Der Begriff des autonomen Fahrens lässt jedoch mehrere Definitionsmöglichkeiten zu. In der Fachwelt haben sich sogenannte Autonomie-Levels beziehungsweise -Grade etabliert, mit denen festgelegte Fahrzeugfähigkeiten einhergehen:

Level 1 – assistiertes Fahren: Der Fahrer wird von einzelnen Assistenzsystemen unterstützt (etwa Abstandsautomatik), benötigt jedoch ständig volle Fahrzeugkontrolle über alle Parameter und ist haftbar.

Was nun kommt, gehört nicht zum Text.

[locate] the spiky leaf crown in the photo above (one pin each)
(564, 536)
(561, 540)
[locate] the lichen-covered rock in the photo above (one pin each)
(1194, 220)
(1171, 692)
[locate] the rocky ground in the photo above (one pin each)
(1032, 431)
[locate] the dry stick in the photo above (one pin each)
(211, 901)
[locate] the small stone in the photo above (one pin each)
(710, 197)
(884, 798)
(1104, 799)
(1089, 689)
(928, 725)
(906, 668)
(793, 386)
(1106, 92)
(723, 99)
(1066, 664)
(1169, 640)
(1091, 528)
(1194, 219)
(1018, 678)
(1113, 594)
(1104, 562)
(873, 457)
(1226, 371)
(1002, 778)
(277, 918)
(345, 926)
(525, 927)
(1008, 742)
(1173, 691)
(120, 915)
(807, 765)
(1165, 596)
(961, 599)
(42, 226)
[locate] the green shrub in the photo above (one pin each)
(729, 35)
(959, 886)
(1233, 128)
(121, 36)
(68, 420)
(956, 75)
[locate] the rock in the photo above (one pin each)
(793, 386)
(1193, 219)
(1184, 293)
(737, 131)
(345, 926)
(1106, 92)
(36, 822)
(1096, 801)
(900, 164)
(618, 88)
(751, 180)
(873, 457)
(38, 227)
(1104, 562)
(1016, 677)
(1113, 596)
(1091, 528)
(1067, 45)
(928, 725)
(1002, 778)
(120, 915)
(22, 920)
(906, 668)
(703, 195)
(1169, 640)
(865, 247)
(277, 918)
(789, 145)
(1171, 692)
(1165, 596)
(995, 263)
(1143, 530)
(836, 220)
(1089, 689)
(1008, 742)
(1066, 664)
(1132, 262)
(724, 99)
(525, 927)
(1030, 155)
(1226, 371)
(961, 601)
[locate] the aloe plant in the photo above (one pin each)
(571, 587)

Level 2 – teilautomatisiertes assistiertes Fahren: Das Fahrzeug kann auf Wunsch in bestimmten Situationen kurzzeitig bestimmte grundlegende Prozesse selbst durchführen – etwa Einparken, das Halten von Spur und Tempo und das Bremsen. Dafür werden mehrere Assistenzsysteme eingesetzt. Der Fahrer benötigt jedoch ständig die volle Fahrzeugkontrolle, kann sich keinen anderen Tätigkeiten widmen und ist haftbar.

Level 3 – automatisiertes Fahren: Das Fahrzeug kann auf Wunsch in bestimmten Situationen längerfristig bestimmte grundlegende Prozesse selbst durchführen – etwa Überholen, das Halten von Spur und Tempo sowie das Bremsen. Dies wird durch mehrere Assistenzsysteme unterstützt. Der Fahrer kann sich in vom Hersteller vorgegebenen Situationen abwenden, muss jedoch mit einer gewissen Vorwarnzeit eingriffsbereit bleiben und ist haftbar.

Level 4 – hochautomatisiertes autonomes Fahren: Das Fahrzeug kann in bestimmten Situationen sämtliche Tätigkeiten selbst durchführen und längerfristig ohne jegliche menschliche Bedienung sicher fahren. Der Fahrer muss anwesend sein, um in Situationen einzugreifen, welche die Leistungsfähigkeit des Systems übersteigen. Im autonomen Modus ist der Fahrer nicht mehr haftbar.

Teleoperiertes Fahren: Die technische Leistungsfähigkeit entspricht dem Level 4. Allerdings kann der Fahrer bei ausreichender Konnektivität aus der Distanz anwesend sein und über Fernsteuerungen die Kontrolle übernehmen.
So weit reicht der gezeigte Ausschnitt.